Each compute server consists of two AMD EPYC™ processors with access to 512 GB (or more) of main memory. High-speed user network connectivity for inter-node communication is accommodated by a ConnextX-6 MT28908 Infiniband host channel adapter providing a maximum port speed of 200 Gb/s. For accelerated analysis, each node also includes one or more AMD Instinct™ accelerators. Multiple generations of accelerators are available within the system with key characteristics highlighted as follows:

Table 1: Hardware Overview of Available Node Types

Accelerator

Peak FP64

HBM Capacity

HBM Peak B/W

Host CPU

Host Memory

AMD MI100

11.5 TFLOPs

32GB

1.2 TB/s

2 X EPYC 7V13 64-core

512 GB

AMD MI210

45.3 TFLOPs

64GB

1.6 TB/s

2 X EPYC 7V13 64-core

512 GB

AMD MI250

45.3 TFLOPs (per GCD)

64GB (per GCD)

1.6 TB/s (per GCD)

2 X EPYC 7763 64-Core

1.5 TB

Note that one AMD MI250 accelerator provides two Graphics Compute Dies (GCDs) for which the programmer can use as two separate GPUs.

File systems

Multiple shared file systems are available across the cluster. These are provisioned by separate dedicated servers that aggregate a number of NVMe storage devices running the WekaFS software stack in order to provide a POSIX-compliant file system.

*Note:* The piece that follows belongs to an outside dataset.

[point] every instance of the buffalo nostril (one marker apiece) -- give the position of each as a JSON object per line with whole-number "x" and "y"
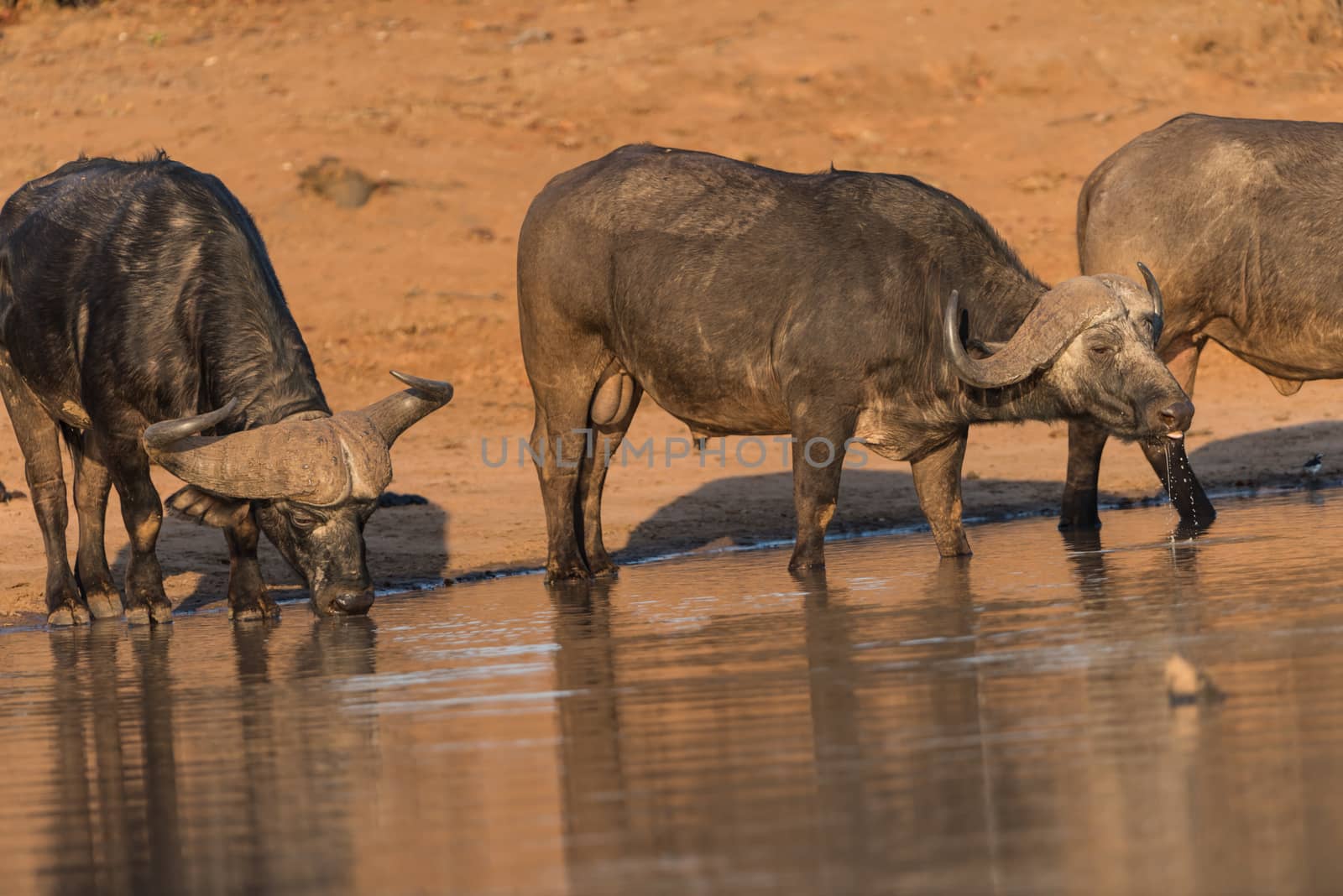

Each user has access to two primary storage locations: $HOME and $WORK. These are unique directories per user with quotas applied to prevent over-allocation of the file system. Upon login, the $HOME and $WORK environment variables will be set automatically to the correct paths and user’s are encouraged to leverage these variables within their job scripts for convenience.

Tip

In addition to the standard cd command, a cdw convenience alias is provided in the default BASH environment which can be issued to take a user directly to their work directory.

Additional temporary storage is available during the lifetime of a job (see Running Jobs for details on interacting with the resource management system.) This storage is not-shared across the cluster and any user contents will be removed at the conclusion of a user job.

A summary of the available file systems and their characteristics is provided in the table below:

File System

Quota/Size

Type

Backups

Features

$HOME

25GB

WekaFS

Yes (daily)

Permanent storage accessible across the cluster. Intended for housing source code, job scripts, smaller application inputs/outputs. Nightly snapshots are generated and retained for a maximum of 10 days.

$WORK

2TB (shared)

WekaFS

No

Permanent storage accessible across the cluster. Intended to provide storage for larger datasets and shared resources across a project team. Note that the storage quota is shared amongst all members of a particular project.

$TMPDIR

100GB

XFS

No

Temporary storage that is unique to each assigned host during a user job.